18 December 2022| Tags: screenwriting, storytelling, parables, things I've learned

Thousands of years ago there was a very wealthy king.

He was neutral.

Neither very good nor very bad.

To be wealthy he needed his subjects to work hard for him.

He was neither very good nor very bad.

His problem was twofold:

  1. His best workers didn’t work very hard. They were so productive that they could finish their work in an hour or two. They could take naps. Play with their children. So they did. This made the wealthy king less wealthy.

  2. Seeing the best workers go home or take naps made the normal workers work less, too. Why put in a day of hard work, if someone else could do it in a few hours?

The wealthy King called in the greatest Magician of the land.

The Magician was neutral.

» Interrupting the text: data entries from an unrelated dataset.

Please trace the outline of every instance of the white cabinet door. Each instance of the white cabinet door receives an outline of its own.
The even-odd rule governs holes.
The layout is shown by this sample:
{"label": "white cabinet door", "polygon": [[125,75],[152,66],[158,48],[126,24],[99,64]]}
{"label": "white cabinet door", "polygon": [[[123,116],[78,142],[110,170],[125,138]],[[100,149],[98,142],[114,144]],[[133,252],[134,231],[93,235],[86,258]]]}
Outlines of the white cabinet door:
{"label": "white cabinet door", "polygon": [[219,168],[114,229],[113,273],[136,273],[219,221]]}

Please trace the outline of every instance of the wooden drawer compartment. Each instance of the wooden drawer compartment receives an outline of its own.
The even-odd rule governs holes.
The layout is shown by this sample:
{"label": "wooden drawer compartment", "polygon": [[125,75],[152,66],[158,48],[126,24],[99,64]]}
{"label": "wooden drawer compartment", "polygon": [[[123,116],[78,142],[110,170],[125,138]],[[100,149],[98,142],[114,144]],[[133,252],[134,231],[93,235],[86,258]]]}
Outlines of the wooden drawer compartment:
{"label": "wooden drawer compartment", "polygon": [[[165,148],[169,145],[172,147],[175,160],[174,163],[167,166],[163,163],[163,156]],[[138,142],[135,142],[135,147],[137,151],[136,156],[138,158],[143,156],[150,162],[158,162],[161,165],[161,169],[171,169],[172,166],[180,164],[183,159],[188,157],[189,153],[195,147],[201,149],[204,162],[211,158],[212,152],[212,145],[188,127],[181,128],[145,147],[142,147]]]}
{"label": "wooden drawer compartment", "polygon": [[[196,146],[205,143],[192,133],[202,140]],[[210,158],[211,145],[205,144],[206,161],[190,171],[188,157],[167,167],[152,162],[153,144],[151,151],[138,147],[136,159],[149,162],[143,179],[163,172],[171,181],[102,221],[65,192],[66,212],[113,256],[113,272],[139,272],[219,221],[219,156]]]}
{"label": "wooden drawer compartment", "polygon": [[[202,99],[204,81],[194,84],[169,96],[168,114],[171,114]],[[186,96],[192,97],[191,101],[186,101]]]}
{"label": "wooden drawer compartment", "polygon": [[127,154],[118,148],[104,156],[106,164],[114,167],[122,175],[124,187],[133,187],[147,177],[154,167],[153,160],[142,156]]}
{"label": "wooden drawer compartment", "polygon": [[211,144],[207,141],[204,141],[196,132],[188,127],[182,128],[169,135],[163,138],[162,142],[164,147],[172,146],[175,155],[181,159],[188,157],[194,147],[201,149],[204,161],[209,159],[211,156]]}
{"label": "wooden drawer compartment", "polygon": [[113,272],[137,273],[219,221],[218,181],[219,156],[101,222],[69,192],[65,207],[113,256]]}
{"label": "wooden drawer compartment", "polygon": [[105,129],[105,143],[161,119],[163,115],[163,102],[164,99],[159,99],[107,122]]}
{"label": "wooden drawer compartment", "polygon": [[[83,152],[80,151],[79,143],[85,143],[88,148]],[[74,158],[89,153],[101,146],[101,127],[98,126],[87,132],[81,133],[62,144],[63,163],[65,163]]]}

He was neither very good nor very bad.

But his magic was unsurpassed.

“Magician, I have two problems: can you cast a spell so powerful that my best workers don’t take naps? And another spell so powerful that my normal workers keep working even if it seems futile?”

The Magician barely blinked an eye. “I can do both in just ONE spell”.

The King was excited: “We can get you any materials you need. Eye of newt, wolf’s-bane, fillet of a fenny snake…”

The Magician said, “I need only a handful of words and an audience.”.

The Magician rose from his seat. Cleared his throat.

“My name is Aesop.

My spell is called The Hare and the Tortoise.”

Aesop the magician told his story.

And the world was never the same.


The King, upon hearing the story, was furious:

“Preposterous! No-one is so stupid they would think a turtle is faster than a rabbit—that’s the opposite of truth.”

Aesop replied:

“People love stories more than they love truth.”